Yavapai County is about 100 miles north of Phoenix and is probably most known for the towns of Sedona and Prescott. This is the largest loss of firefighter lives in a wildfire in 80 years.

In addition to my work as an investment manager, I have also been volunteering as a firefighter since 2003 and was appointed Fire Chief of the Walker Fire Protection Association about a year and a half ago. The Prescott fire community is regarded as a national model for interagency cooperation for bringing together local, state and federal resources.

On May 22 of this year I was first on scene shortly after midnight to a wildfire I named the Green Gate Fire. Our role in most fires is initial attack and recognizing the resources needed and then calling in those resources. Within 90 minutes we had the first of two U.S. Forest Service hot shot crews on scene (different crews than the Granite Mountain Crew) and shortly thereafter we had support from the Central Yavapai Fire Department and Arizona State Forestry Division.

The Green Gate Fire had a positive outcome due, in part, to luck but also because all of these disparate agencies knew each other from off-season interagency training and that our radios all had the same frequencies.

In any training exercise or actual incident the top priority spelled out in the briefing is life safety. All wildland firefighters carry an Incident Response Pocket Guide (IRPG) as a safety reference tool. Part of the process upon starting to work on a fire is establishing LCES, which stands for lookouts, communications, escape routes and safety zones.

On a large crew there will be one or two firefighters stationed to act as lookouts watching for any changes in fire behavior or changes in factors that could influence fire behavior like wind or other weather.
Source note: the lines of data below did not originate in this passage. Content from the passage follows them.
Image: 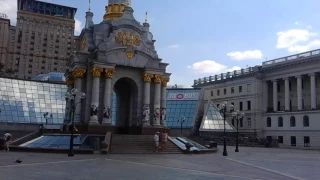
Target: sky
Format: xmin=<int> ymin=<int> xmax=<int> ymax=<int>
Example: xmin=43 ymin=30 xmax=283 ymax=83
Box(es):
xmin=0 ymin=0 xmax=320 ymax=87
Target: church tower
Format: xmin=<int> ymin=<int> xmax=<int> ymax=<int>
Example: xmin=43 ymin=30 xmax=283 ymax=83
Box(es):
xmin=103 ymin=0 xmax=131 ymax=21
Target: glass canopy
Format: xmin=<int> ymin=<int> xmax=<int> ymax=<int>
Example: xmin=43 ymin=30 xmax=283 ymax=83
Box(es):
xmin=199 ymin=100 xmax=235 ymax=131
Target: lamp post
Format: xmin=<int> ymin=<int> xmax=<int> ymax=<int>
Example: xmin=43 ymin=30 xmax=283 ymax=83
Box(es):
xmin=218 ymin=101 xmax=233 ymax=156
xmin=178 ymin=116 xmax=186 ymax=135
xmin=232 ymin=110 xmax=244 ymax=152
xmin=65 ymin=88 xmax=86 ymax=157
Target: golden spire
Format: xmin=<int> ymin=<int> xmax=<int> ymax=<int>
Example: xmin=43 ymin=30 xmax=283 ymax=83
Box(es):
xmin=103 ymin=0 xmax=131 ymax=20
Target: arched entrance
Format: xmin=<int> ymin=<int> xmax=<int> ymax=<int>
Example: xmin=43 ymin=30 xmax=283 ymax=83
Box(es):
xmin=114 ymin=77 xmax=138 ymax=134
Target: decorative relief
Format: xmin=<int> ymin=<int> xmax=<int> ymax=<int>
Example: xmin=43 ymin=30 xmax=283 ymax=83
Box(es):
xmin=115 ymin=31 xmax=141 ymax=46
xmin=80 ymin=36 xmax=87 ymax=50
xmin=143 ymin=73 xmax=153 ymax=82
xmin=104 ymin=69 xmax=116 ymax=78
xmin=66 ymin=77 xmax=74 ymax=86
xmin=72 ymin=69 xmax=86 ymax=78
xmin=153 ymin=75 xmax=162 ymax=84
xmin=126 ymin=50 xmax=134 ymax=59
xmin=91 ymin=68 xmax=103 ymax=77
xmin=161 ymin=77 xmax=169 ymax=86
The escape route is often the same way that the crew came in and a true safety zone is a large open area determined by the size of the fire -- but in reality there will be very few true safety zones on a forested mountain.

Another key safety phrase is "situational awareness." While the phrase is self-explanatory, the list of "watch outs" is long and includes threats overhead like dead trees falling, threats on the ground that you encounter in Arizona like rattlesnakes and scorpions, debris like log rounds rolling down hill at an accelerating rate, remaining properly hydrated, not mention the actual fire. The list goes on.

Local news here in Arizona is reporting the wind changed direction, which caused the fire to surround the Granite Mountain Hot Shots. All wildland firefighters carry a fire shelter for this sort of circumstance. Although it is possible to survive a shelter deployment, survival is a low probability. Practicing how to use the shelter is part of the annual "refresher" training that we all take every spring before the fire season starts.

Fighting wildfires is very physically demanding. The terrain is almost always very steep, the minimum personal protection equipment or PPE is very heavy to wear, the tools to do the job are heavy and the hours are very long. My shift on the above mentioned Green Gate Fire lasted from 12:30 a.m. until 4:00 p.m., although we did get two hours off in the middle of the day.

That was the longest shift by far I've ever had on a fire by eight hours and the steepest terrain after 10 years of volunteering. For an all-volunteer department the work was fun and will make for great memories. A one local news reporter put it, the Hot Shots are the Navy Seals of the wildland community, and they routinely put it 16 hour days for two weeks at a time on large Type 1 fires like are currently going on in Colorado. Yesterday the Yarnell Hill Fire was also escalated to a Type 1 incident.

It is truly a privilege to be able to do this work even as a volunteer and it has been my honor to meet so many quality people in the field, including some of those lost yesterday.

The nature of how firefighting training evolves is such that this tragedy will be studied for years to come and training improved because of it. This, of course, offers no solace to the families of those lost but will help reduce loss of life in future fires.